The Arms Control and Disarmament Agency yesterday responded almost instantly to a State Department spokesman's suggestion, published in yesterday's Washington Post, that State, not the agency, has the leading role in coordinating arms control policy.
Jim Pope, acting public affairs adviser at the ACDA, called The Post yesterday morning on instructions from his superiors to insist that his agency would play the leading role, as the law establishing it said it should.
Noting the State Department spokesman's contention that State "has and will continue to take the lead in this administration, coordinating policy required to prepare for and support the conduct of arms control negotiations," Pope said:
"This statement was not cleared with ACDA, and it is factually inaccurate. The 1961 arms control and disarmament act gives this agency responsibility for preparing and managing U.S. participation in international arms control and disarmament negotiations. This function is exercised under the direction of the president and the secretary of state. Mr. Rostow Eugene V. Rostow, the new ACDA director in his confirmation hearings made clear that he would fulfill his responsibilities in preparing for arms control negotiations in accordance with that statute."

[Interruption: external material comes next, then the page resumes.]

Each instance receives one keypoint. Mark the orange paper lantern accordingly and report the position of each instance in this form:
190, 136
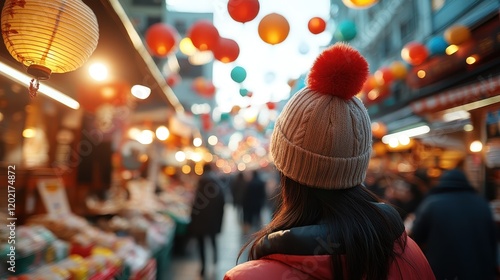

Rostow assumed office at the end of June, and Pope noted that, in the first six months of the Reagan administration, State Department officials tried to assume some of the responsibilities that fall within ACDA's purview.
Richard Burt, the State Department's director of political-military affairs, has been acting as chairman of the interagency group preparing arms control policy.
Pope said the department spokesman's statement indicated that there was a "battle" going on about which the ACDA had been unaware.
"I don't know what they're trying to do," the ACDA spokesman said of State.